L’erreur classique: beaucoup faire, peu progresser
On voit souvent des parcours de croissance personnelle qui se résument à «je m’entraîne plus» sans préciser ce qui doit exactement changer. Le résultat est fréquent: de la fatigue, une sensation d’activité, mais peu d’évolutions mesurables. Le modèle d’Ericsson casse ce schéma en posant une condition simple: la pratique doit être délibérée.
Les piliers de la pratique délibérée
Le premier pilier est la précision de l’objectif. Dire «améliorer ma communication» est trop large; dire «formuler une demande claire en une phrase, puis vérifier la réponse dans les 24h» devient testable. Le second pilier est un feedback court et concret. Il ne sert à rien de recevoir un commentaire vague; il faut une information exploitable: ce qui a tenu, ce qui a échoué, et quel seul ajustement réintroduire. Le troisième pilier est la répétition dans un cadre stable. Si le contexte change sans cesse, la preuve de progrès devient peu fiable.
Exemple de pratique concrète
En présentation, au lieu de répéter un discours complet, on peut travailler un même segment: l’ouverture de la première minute. Chaque répétition a un critère (clarté du message principal, rythme, ordre logique), puis on corrige un seul point. En apprentissage, la répétition d’un même format de révision (par exemple: «résumer en trois points puis expliquer le lien entre eux») crée plus de solidité qu’une heure aléatoire. Même logique en discipline personnelle: choisir une seule décision budgétaire et tester une règle fixe avant tout achat impulsif.
Feedback comme mécanisme d’apprentissage
Le feedback est la colonne vertébrale de ce modèle. Une bonne séquence de retour contient trois éléments: 1) le résultat attendu et atteint, 2) la difficulté principale observée, 3) le micro-ajustement pour la prochaine tentative. Cette discipline rend visible la progression, car on peut l’attribuer à une correction précise.

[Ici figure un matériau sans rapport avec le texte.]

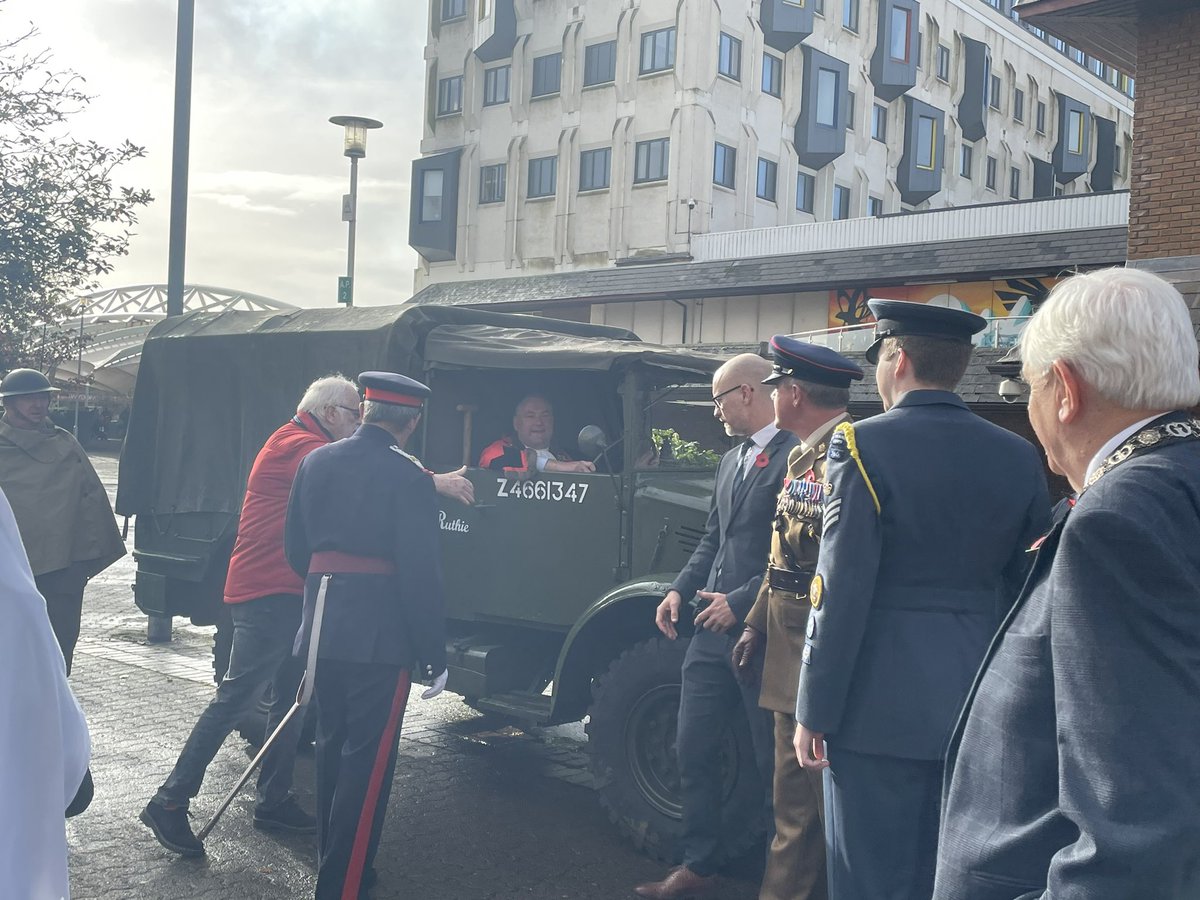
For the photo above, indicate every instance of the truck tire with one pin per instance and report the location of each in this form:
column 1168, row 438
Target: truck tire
column 631, row 741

Récupération et fatigue mentale
L’approche d’Ericsson ne valorise pas le sprint permanent. Sans récupération, la répétition produit une baisse de qualité et un sentiment d’échec injustifié. Le rythme qui tient est souvent moins spectaculaire, mais plus fiable: moins de volume au départ, plus de constance dans la durée. Quand la qualité baisse, on diminue la fréquence avant d’ajouter de nouvelles ambitions.
Où ça coince vraiment
La pratique délibérée n’est pas un antidote à tous les contextes. Elle ne remplace ni la gestion du stress chronique, ni un problème relationnel grave, ni un manque de sommeil. Dans ces cas, continuer à augmenter la répétition peut aggraver la surcharge. Il vaut mieux réduire le scope, conserver une action minimale, puis réaugmenter progressivement.
Intégration Gollius
L’intérêt pour Gollius n’est pas de promettre une maîtrise automatique. Il s’agit d’aider le lecteur à remplacer l’aléa par un format observable. Lorsqu’un geste tient à plusieurs reprises dans des conditions proches, on sort du mythe de la motivation variable. La preuve devient alors quotidienne, réplicable, et utile pour passer d’une envie de changement à une trajectoire de compétence.